Space Command (Космическое командование) was the part of the Russian Aerospace Defence Forces responsible for military space-related activities. It was formed on 1 December 2011 when the Russian Aerospace Defence Forces were created as a merger of the Russian Space Forces with part of the Russian Air Force. Responsibilities of the command included missile attack warning, space surveillance and the control of military satellites. The use of the term Space Command may be influenced by the United States Space Command.

Space Command was one of four components of the Aerospace Defence Forces, the others were Air and Missile Defence Command, Plesetsk Cosmodrome and the arsenal. Subsumed under Space Command were three centres with their associated stations.
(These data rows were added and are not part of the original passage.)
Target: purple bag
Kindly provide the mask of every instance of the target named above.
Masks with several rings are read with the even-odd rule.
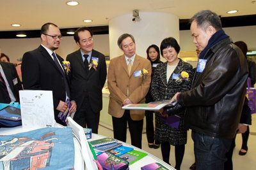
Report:
[[[180,117],[174,115],[168,117],[161,117],[160,120],[165,124],[175,129],[178,129],[180,122]]]
[[[247,79],[246,97],[248,99],[248,106],[252,114],[256,113],[256,89],[251,87],[251,79]]]

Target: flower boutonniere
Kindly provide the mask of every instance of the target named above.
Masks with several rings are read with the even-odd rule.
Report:
[[[176,82],[181,83],[183,80],[188,80],[189,75],[186,71],[182,71],[180,74],[179,75],[177,79],[176,79]]]
[[[70,62],[69,62],[69,61],[63,60],[62,62],[62,66],[63,66],[64,69],[67,71],[67,73],[70,71]]]
[[[145,78],[148,74],[148,71],[145,69],[143,69],[133,73],[133,76],[134,77],[143,77],[143,78]]]
[[[99,62],[99,58],[97,57],[92,57],[92,62],[89,64],[89,70],[91,69],[92,67],[93,67],[95,71],[97,71],[97,67],[98,66],[98,62]]]

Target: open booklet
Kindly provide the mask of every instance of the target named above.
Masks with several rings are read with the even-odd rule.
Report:
[[[177,101],[170,103],[170,100],[154,101],[148,103],[130,104],[123,106],[124,110],[159,110],[163,107],[174,106]]]

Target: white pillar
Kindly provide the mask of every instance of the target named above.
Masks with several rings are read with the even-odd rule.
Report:
[[[179,18],[169,13],[140,12],[141,20],[132,22],[132,11],[109,20],[110,59],[123,53],[117,45],[117,39],[124,33],[132,34],[135,39],[136,53],[147,57],[148,46],[156,44],[160,48],[162,40],[175,38],[179,42]]]

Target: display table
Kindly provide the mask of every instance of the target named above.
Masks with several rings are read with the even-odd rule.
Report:
[[[60,127],[61,127],[61,126],[60,126]],[[23,131],[22,126],[18,126],[18,127],[12,127],[12,128],[3,128],[3,127],[0,128],[0,135],[10,135],[10,134],[14,134],[24,132],[25,131]],[[99,134],[92,134],[92,138],[88,141],[99,139],[104,138],[106,138],[106,136],[99,135]],[[132,147],[134,150],[141,151],[141,152],[147,153],[148,154],[146,157],[139,160],[138,161],[136,162],[133,164],[129,166],[130,170],[140,169],[141,167],[143,167],[143,166],[149,164],[150,163],[154,163],[154,162],[159,162],[159,163],[161,164],[162,165],[163,165],[164,167],[166,167],[166,168],[168,168],[168,169],[171,169],[171,170],[175,169],[173,167],[169,166],[164,162],[163,162],[162,160],[160,160],[159,159],[157,158],[156,157],[152,155],[152,154],[150,154],[144,150],[142,150],[140,148],[136,148],[134,146],[132,146],[126,143],[123,143],[121,141],[118,141],[118,142],[122,143],[124,146]],[[74,166],[74,169],[82,169],[82,170],[84,169],[84,161],[83,161],[81,152],[80,143],[76,138],[74,138],[74,149],[75,149],[75,164]],[[90,169],[90,170],[91,170],[91,169]]]

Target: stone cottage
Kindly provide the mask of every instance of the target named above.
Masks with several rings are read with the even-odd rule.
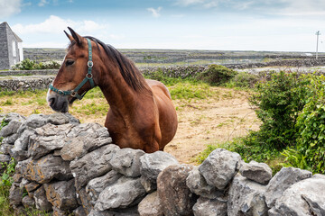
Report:
[[[0,23],[0,69],[10,68],[23,59],[23,40],[6,22]]]

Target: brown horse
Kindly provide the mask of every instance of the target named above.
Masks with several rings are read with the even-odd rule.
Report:
[[[103,92],[109,110],[105,122],[120,148],[163,150],[174,137],[177,115],[166,86],[144,78],[135,64],[111,46],[92,37],[81,37],[69,28],[68,53],[47,95],[56,112],[94,86]],[[85,77],[86,76],[86,77]]]

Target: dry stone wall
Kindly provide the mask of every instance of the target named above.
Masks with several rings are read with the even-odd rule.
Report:
[[[69,113],[0,116],[0,160],[17,161],[10,202],[53,215],[325,215],[325,176],[214,150],[199,166],[120,148]],[[25,195],[27,194],[27,195]]]

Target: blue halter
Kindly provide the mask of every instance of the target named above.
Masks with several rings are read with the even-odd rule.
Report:
[[[92,61],[92,50],[91,50],[91,41],[89,39],[87,39],[88,41],[88,61],[87,63],[88,66],[88,73],[86,74],[86,77],[82,80],[82,82],[78,85],[78,86],[74,89],[74,90],[70,90],[70,91],[63,91],[63,90],[60,90],[58,88],[55,88],[52,85],[50,85],[50,89],[52,90],[53,92],[58,93],[60,95],[70,95],[73,97],[77,97],[78,99],[81,100],[83,98],[83,96],[86,94],[87,91],[84,92],[81,94],[78,94],[78,91],[88,82],[89,81],[90,83],[90,86],[91,88],[95,87],[95,83],[94,83],[94,79],[93,79],[93,75],[91,73],[92,68],[94,66],[94,63]]]

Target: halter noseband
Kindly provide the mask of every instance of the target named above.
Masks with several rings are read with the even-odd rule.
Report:
[[[60,95],[71,95],[73,97],[77,97],[78,99],[81,100],[82,97],[86,94],[87,91],[84,92],[81,95],[78,94],[78,91],[88,82],[89,81],[91,88],[95,87],[95,83],[93,79],[93,75],[91,73],[92,68],[94,63],[92,61],[92,50],[91,50],[91,41],[89,39],[87,39],[88,45],[88,61],[87,63],[88,66],[88,73],[86,74],[86,77],[82,80],[82,82],[78,85],[78,86],[74,90],[70,91],[63,91],[58,88],[55,88],[52,85],[50,85],[50,89],[53,92],[58,93]]]

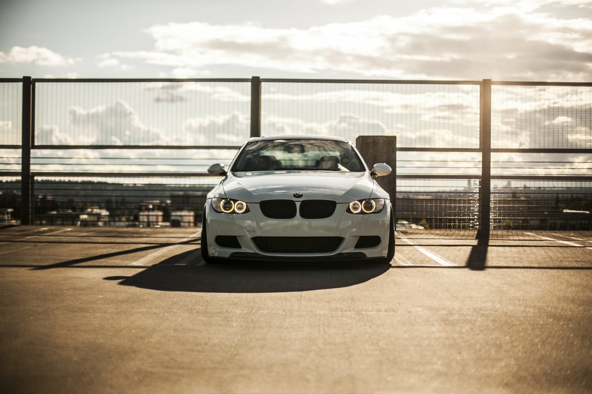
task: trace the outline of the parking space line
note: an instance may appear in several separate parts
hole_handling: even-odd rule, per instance
[[[442,256],[439,256],[438,255],[436,254],[435,253],[433,253],[433,252],[430,252],[429,250],[427,250],[426,249],[424,249],[423,248],[422,248],[420,246],[417,246],[417,245],[416,245],[413,242],[411,242],[410,241],[409,241],[407,238],[404,238],[401,237],[400,235],[399,236],[399,237],[400,237],[399,239],[401,239],[401,241],[403,241],[404,242],[407,242],[409,245],[412,245],[414,248],[415,248],[416,249],[417,249],[418,251],[419,251],[420,252],[421,252],[423,254],[426,255],[426,256],[427,256],[428,257],[429,257],[430,258],[431,258],[434,261],[436,261],[436,262],[437,262],[438,264],[440,264],[442,265],[444,265],[445,267],[454,267],[454,266],[456,266],[456,264],[454,264],[453,262],[451,262],[450,261],[449,261],[446,259],[444,258]]]
[[[185,257],[185,258],[184,258],[182,260],[181,260],[179,262],[176,263],[175,265],[186,265],[189,262],[191,262],[191,261],[193,261],[194,260],[195,260],[196,257],[197,257],[197,256],[194,254],[192,253],[191,254],[190,254],[189,255],[187,256],[186,257]]]
[[[140,259],[137,261],[136,261],[135,262],[131,263],[131,265],[142,265],[144,264],[145,264],[146,262],[148,262],[150,260],[152,260],[153,259],[156,258],[157,257],[158,257],[159,256],[160,256],[160,255],[162,255],[163,253],[165,253],[167,251],[170,250],[171,249],[172,249],[173,248],[176,248],[176,246],[179,246],[179,244],[182,244],[183,242],[186,242],[188,241],[191,241],[191,239],[192,239],[193,238],[194,238],[195,237],[196,237],[201,232],[201,231],[198,231],[197,232],[195,232],[195,233],[194,233],[193,234],[191,234],[191,235],[189,235],[186,238],[185,238],[184,239],[182,239],[181,241],[180,241],[179,242],[178,242],[176,244],[173,244],[173,245],[170,245],[168,246],[165,246],[164,248],[160,248],[160,249],[157,249],[156,251],[155,251],[154,252],[153,252],[152,253],[150,253],[147,256],[144,256],[144,257],[141,258],[141,259]]]
[[[584,239],[583,238],[576,238],[575,236],[570,236],[569,235],[564,235],[563,234],[559,234],[558,233],[553,233],[554,235],[559,235],[559,236],[564,236],[566,238],[570,238],[570,239],[575,239],[575,241],[583,241],[584,242],[592,242],[591,239]]]
[[[399,263],[401,265],[413,265],[409,260],[407,260],[403,256],[401,256],[398,252],[395,252],[395,260],[397,260],[397,262]]]
[[[592,249],[590,246],[584,246],[583,245],[580,245],[579,244],[574,244],[574,242],[570,242],[568,241],[561,241],[560,239],[554,239],[553,238],[549,238],[547,236],[542,236],[542,235],[537,235],[536,234],[533,234],[532,233],[526,233],[525,234],[527,234],[529,235],[534,235],[535,236],[538,236],[539,238],[542,238],[543,239],[546,239],[547,241],[554,241],[556,242],[561,242],[561,244],[565,244],[567,245],[571,245],[572,246],[580,246],[582,248],[585,248],[586,249]]]

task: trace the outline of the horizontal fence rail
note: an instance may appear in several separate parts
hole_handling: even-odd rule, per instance
[[[0,104],[4,223],[194,226],[250,137],[396,135],[406,236],[592,230],[592,83],[23,77]]]

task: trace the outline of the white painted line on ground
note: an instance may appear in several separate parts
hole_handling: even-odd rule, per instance
[[[403,241],[404,242],[407,242],[409,245],[413,245],[413,247],[415,248],[416,249],[417,249],[418,251],[419,251],[420,252],[421,252],[423,254],[426,255],[426,256],[427,256],[428,257],[429,257],[430,258],[431,258],[432,260],[433,260],[434,261],[436,261],[436,262],[437,262],[439,264],[441,264],[442,265],[445,265],[446,267],[453,267],[453,266],[455,266],[456,265],[456,264],[455,264],[454,263],[451,262],[450,261],[449,261],[446,259],[444,258],[442,256],[439,256],[438,255],[436,254],[435,253],[432,253],[432,252],[430,252],[429,250],[426,250],[426,249],[424,249],[423,248],[422,248],[420,246],[418,246],[417,245],[416,245],[413,242],[411,242],[410,241],[409,241],[407,238],[404,238],[403,237],[401,237],[400,235],[399,236],[399,237],[400,237],[399,239],[401,239],[402,241]]]
[[[28,249],[29,248],[34,248],[37,245],[31,245],[30,246],[24,246],[20,249],[15,249],[14,251],[6,251],[5,252],[0,252],[0,255],[8,254],[8,253],[14,253],[15,252],[20,252],[21,251],[24,250],[25,249]]]
[[[47,228],[44,228],[44,229],[46,230],[48,229]],[[35,231],[40,231],[40,230],[43,230],[43,229],[39,229],[38,230],[36,230]],[[39,235],[30,235],[29,236],[25,236],[24,238],[21,238],[21,239],[17,239],[17,240],[15,240],[14,241],[7,241],[5,242],[0,242],[0,244],[14,243],[15,242],[18,242],[18,241],[24,241],[25,239],[30,239],[31,238],[34,238],[45,236],[46,235],[49,235],[50,234],[57,234],[58,233],[63,232],[65,231],[68,231],[69,230],[72,230],[72,229],[65,229],[58,230],[57,231],[53,231],[52,232],[47,233],[46,234],[40,234]],[[35,246],[35,245],[31,245],[30,246],[24,246],[22,248],[20,248],[19,249],[15,249],[12,250],[12,251],[7,251],[5,252],[2,252],[2,253],[0,253],[0,255],[6,254],[7,253],[12,253],[14,252],[18,252],[20,251],[22,251],[22,250],[24,250],[25,249],[28,249],[29,248],[33,248],[34,246]]]
[[[33,234],[34,233],[36,233],[36,232],[39,232],[39,231],[43,231],[44,230],[49,230],[49,228],[44,227],[43,228],[41,228],[41,229],[36,229],[35,230],[33,230],[33,231],[27,231],[27,232],[22,233],[21,234],[7,234],[7,235],[8,235],[8,236],[11,236],[11,235],[12,235],[12,236],[27,235],[27,234]],[[31,236],[25,236],[24,238],[21,238],[21,239],[27,239],[28,238],[30,238],[31,236],[36,236],[31,235]],[[19,240],[19,241],[20,241],[20,240]],[[8,244],[8,242],[10,242],[11,241],[5,241],[4,242],[0,242],[0,244]]]
[[[182,260],[181,260],[179,262],[175,264],[175,265],[186,265],[187,264],[188,264],[191,261],[193,261],[194,260],[195,260],[195,258],[197,257],[197,255],[195,255],[194,253],[192,253],[191,254],[190,254],[189,255],[187,256],[186,257],[185,257],[185,258],[184,258]]]
[[[401,256],[398,252],[395,252],[395,260],[397,260],[397,262],[399,263],[401,265],[413,265],[409,260],[405,258],[403,256]]]
[[[525,234],[528,234],[529,235],[534,235],[535,236],[538,236],[539,238],[542,238],[543,239],[546,239],[547,241],[554,241],[556,242],[561,242],[561,244],[565,244],[567,245],[571,245],[572,246],[580,246],[582,248],[585,247],[586,249],[592,249],[589,246],[584,246],[583,245],[580,245],[579,244],[574,244],[574,242],[570,242],[568,241],[561,241],[560,239],[554,239],[553,238],[549,238],[546,236],[542,236],[542,235],[537,235],[536,234],[533,234],[532,233],[525,233]]]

==Main Trial Centre for Testing and Control of Space Means named after G.S. Titov==
One centre is the 153rd Main Trial Centre for Testing and Control of Space Means named after G.S. Titov. Located in Krasnoznamensk outside Moscow it is responsible for controlling Russia's military satellite constellation. It is also responsible for the testing of new equipment and has a network of remote monitoring stations.

==Main Centre for Missile Attack Warning==
The 820th Main Centre for Missile Attack Warning is the centre of Russia's missile attack warning network. It is located near Solnechnogorsk outside Moscow. Subsumed under it are a number of radar stations, with two, Gabala and Balkhash, located outside Russia.

==Main Space Surveillance Centre==
The 821st Main Space Surveillance Centre is the centre of Russia's space surveillance network. It is located near Noginsk outside Moscow. Subsumed under it are several space surveillance only facilities such as Okno and Krona. It also gets data from the early warning radars.

An article by United Russia said that Space Command would consist of the entirety of the Space Forces, however as implemented Plesetsk Cosmodrome, formerly part of the Space Forces, was not under Space Command.